Cina:
alcuni giornalisti della televisione britannica aggrediti fisicamente,
fermati e minacciati a Pechino
19 settembre 2007
Reporters sans frontières da duramente condannato il trattamento riservato a due
giornalisti britannici Andrew Carter e Aidan Hartley e al loro
stringer cinese Dean Peng, collaboratori del programma "Unreported World"

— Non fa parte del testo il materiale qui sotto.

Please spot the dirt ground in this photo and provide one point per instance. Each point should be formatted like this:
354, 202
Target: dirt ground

del canale televisivo britannico Channel 4. Lo scorso 14 settembre,
durante un sopralluogo in un quartiere di Pechino ovest per un reportage su
alcuni firmatari di una petizione arrestati dalla polizia, i giornalisti sono
stati aggrediti da alcuni impiegati di un centro di detenzione illegale. Alcuni
funzionari della città di Nanyang hanno picchiato i reporter, cercato di
sequestrare e rompere le loro telecamere. Quando la polizia è arrivata, gli
aggressori hanno smesso di aggredire fisicamente i giornalisti ma questi ultimi
sono stati immediatamente fermati dai poliziotti. Andrew Carter e Aidan Hartley
sono stati interrogati per sei ore. Gli agenti dell'Ufficio della sicurezza
pubblica hanno chiesto loro di firmare un documento con il quale avrebbero
ammesso di aver violato la legge cinese. Davanti al loro rifiuto, gli agenti
hanno cercato di intimidirli e hanno rifiutato loro cibo e acqua. Lo stringer è
stato fermato per un totale di 16 ore. Secondo quanto Dean Peng ha riferito, la
polizia voleva costringerlo a smettere di lavorare con i giornalisti stranieri.
Questo nuovo caso sottolinea il non-rispetto da parte delle autorità cinesi
della normativa che dovrebbe regolare l'attività di tutti i giornalisti
stranieri in Cina, adottata nel mese di gennaio 2007.